Un film musicale senza immagini

Pubblicato di recente Pierino e i lupi, originale album tra folk e improvvisazione
/ 29.01.2018
di Alessandro Zanoli

Combinare l’amore per la musica popolare con la profonda sensibilità verso il jazz: a pochi musicisti riesce di creare un repertorio originale partendo da tali presupposti. Originale, in questo senso, è il termine più importante. Sta a indicare la capacità di un musicista di imporre la propria personalità a un materiale sonoro. Senza forzarlo, senza snaturarlo, riuscire ad esprimere la propria visione della materia musicale e far sì che il pubblico, ascoltando, riconosca una fisionomia, identifichi un sound individuale.

A chi conosce Peter Zemp, multistrumentista lucernese di nascita ma ticinese d’adozione, riuscirà facilissimo ritrovare il suo stile nelle note di questo Pierino e i lupi, album autoprodotto, pubblicato di recente. Zemp milita in numerosi gruppi di vario indirizzo musicale ma vi ha sempre portato una predilezione spiccata per i progetti con una marca estetica fuori dagli schemi. Il suo approccio all’interpretazione è decisamente unico; Zemp sa realmente unire le sue radici nordalpine a una profonda comprensione per il folk italiano. In lui coesistono in qualche modo il ländler e la monfrina: li mescola con una infarinatura di Miles Davis e Bill Frisell. Dall’incontro nasce una musica lievemente malinconica, tranquilla, tutta rischiarata d’ironia.

I venti brani di Pierino e i lupi sono una serie di quadretti, fotografie da ascoltare, che in prevalenza propongono piccole gite nel paesaggio. Il loro titolo lo indica: Chiasso, Romoos, Torno, Hitzkirch, invitano all’immaginazione, alla ricostruzione acustica di quelle località. Zemp dice di non essersi reso conto della caratteristica «geografica» del suo disco, ma di averla scoperta a posteriori. Racconta che l’album è nato un po’ per caso, sulla base delle insistenze di amici. Lui ha colto la sfida anche perché gli dava l’occasione di incidere brani composti nel corso degli anni (Linus e Didi e Gogo li aveva già registrati molti anni fa). Alla fine si è accorto però che la scaletta dei pezzi seguiva una sorta di filo conduttore. Pierino e i lupi è diventato quindi una sorta di «concept album», pieno di richiami interni, di allusioni, quasi con un’ambizione narrativa.

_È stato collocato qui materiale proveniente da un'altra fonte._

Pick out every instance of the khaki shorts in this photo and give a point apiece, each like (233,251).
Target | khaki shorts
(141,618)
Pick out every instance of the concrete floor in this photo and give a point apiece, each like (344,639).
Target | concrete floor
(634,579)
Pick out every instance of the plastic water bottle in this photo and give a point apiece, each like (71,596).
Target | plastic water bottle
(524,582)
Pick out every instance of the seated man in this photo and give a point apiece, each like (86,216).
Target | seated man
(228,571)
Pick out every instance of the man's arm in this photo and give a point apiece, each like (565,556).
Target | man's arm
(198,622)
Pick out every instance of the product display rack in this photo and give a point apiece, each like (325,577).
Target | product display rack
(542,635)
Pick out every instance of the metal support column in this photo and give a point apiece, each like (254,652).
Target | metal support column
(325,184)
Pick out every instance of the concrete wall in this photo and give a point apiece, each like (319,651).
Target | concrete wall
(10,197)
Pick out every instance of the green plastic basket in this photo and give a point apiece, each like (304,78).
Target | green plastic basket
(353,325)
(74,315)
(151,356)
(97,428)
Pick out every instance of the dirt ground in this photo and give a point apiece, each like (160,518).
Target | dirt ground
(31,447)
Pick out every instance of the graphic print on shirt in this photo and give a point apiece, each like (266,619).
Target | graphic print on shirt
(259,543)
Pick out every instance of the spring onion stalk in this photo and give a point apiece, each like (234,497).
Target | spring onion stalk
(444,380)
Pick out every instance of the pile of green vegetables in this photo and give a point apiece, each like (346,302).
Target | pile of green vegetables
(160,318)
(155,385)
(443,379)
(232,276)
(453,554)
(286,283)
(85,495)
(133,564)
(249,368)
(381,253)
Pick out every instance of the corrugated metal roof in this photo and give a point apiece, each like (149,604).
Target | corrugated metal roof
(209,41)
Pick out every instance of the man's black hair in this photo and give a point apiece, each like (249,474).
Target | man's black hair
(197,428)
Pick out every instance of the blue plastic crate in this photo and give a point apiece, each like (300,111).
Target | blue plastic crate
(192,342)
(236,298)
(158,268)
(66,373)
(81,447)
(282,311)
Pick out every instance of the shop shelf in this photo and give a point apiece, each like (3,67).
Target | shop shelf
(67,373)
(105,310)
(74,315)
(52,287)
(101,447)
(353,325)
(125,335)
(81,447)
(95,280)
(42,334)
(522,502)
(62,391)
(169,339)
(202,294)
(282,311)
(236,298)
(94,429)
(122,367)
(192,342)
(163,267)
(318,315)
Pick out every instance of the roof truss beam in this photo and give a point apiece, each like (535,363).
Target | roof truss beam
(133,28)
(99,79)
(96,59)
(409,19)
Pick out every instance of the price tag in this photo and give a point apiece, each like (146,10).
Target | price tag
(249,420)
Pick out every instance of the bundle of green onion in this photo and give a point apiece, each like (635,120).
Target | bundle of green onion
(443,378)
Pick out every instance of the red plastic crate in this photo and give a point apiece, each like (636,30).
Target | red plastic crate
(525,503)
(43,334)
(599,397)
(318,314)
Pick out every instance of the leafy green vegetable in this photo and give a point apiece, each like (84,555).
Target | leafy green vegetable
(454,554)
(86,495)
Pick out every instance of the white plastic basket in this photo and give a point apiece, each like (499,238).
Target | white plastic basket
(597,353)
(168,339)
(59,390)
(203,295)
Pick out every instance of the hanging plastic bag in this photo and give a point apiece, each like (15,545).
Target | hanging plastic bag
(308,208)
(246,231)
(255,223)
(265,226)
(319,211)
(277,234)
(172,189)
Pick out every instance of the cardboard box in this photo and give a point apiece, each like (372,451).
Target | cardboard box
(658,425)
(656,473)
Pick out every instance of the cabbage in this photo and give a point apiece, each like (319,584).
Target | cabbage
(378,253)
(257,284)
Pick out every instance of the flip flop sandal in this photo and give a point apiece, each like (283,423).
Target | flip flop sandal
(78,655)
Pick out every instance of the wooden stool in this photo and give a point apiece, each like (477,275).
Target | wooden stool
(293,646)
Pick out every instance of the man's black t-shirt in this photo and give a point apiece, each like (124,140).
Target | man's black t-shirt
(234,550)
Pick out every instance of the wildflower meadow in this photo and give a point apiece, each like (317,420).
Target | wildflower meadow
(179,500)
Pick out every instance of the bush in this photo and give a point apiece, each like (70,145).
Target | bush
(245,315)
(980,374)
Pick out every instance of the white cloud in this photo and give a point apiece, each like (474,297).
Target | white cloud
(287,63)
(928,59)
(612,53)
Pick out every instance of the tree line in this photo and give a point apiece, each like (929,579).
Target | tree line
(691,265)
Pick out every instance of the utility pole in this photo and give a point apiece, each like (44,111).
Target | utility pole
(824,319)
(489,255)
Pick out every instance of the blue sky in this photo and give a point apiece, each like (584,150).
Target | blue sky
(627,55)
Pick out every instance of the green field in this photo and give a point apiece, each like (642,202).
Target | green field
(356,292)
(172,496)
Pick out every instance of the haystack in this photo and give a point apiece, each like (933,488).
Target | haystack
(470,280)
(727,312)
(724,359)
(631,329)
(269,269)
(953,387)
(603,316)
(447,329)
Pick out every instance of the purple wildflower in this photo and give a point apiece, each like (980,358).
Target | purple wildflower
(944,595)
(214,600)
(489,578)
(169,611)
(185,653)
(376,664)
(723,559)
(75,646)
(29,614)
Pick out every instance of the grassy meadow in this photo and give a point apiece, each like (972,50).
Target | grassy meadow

Oltre che un viaggio nello spazio, il disco è una proposta di viaggio nel tempo. Le sue sonorità vintage sembrano anche un po’ un bricolage di suoni: giocattoli, carillon, campanelli, richiamano il mondo dell’infanzia. Importante del resto l’allusione a Pierino e il lupo, composizione che da bambino Zemp ascoltava in un album con figure colorate. E il disegno di copertina del giovane illustratore Nino Christen sembra ispirarsi ai disegni di quel vecchio disco. «Le cose si sono un po’ messe in movimento da sole, una volta iniziato il progetto» ci racconta Zemp.

I musicisti che hanno realizzato il disco collaborano con lui da molti anni: Simone Mauri ai clarinetti è un po’ l’alter ego alla fisarmonica di Zemp. Il dialogo melodico che si costruisce tra i due ricorda alla lontana la collaborazione tra Gianni Coscia e Giancarlo Trovesi. Ma la musica di Zemp si pone su un piano più sperimentale, tutto sommato. Le percussioni di Santo Sgrò, la chitarra di Giancarlo Nicolai introducono elementi di sano disordine free che scompiglia gli eccessi di malinconia. Clara Zucchetti al vibrafono e Zeno Gabaglio al violoncello nei loro interventi offrono un raffinato contributo all’insieme. Il disco, apparentemente semplice e understated, è in realtà registrato con cura e raffinatezza da Stefano Pagani nella sala di Jazz in Bess a Lugano: un sound davvero casalingo ma di più che soddisfacente consistenza.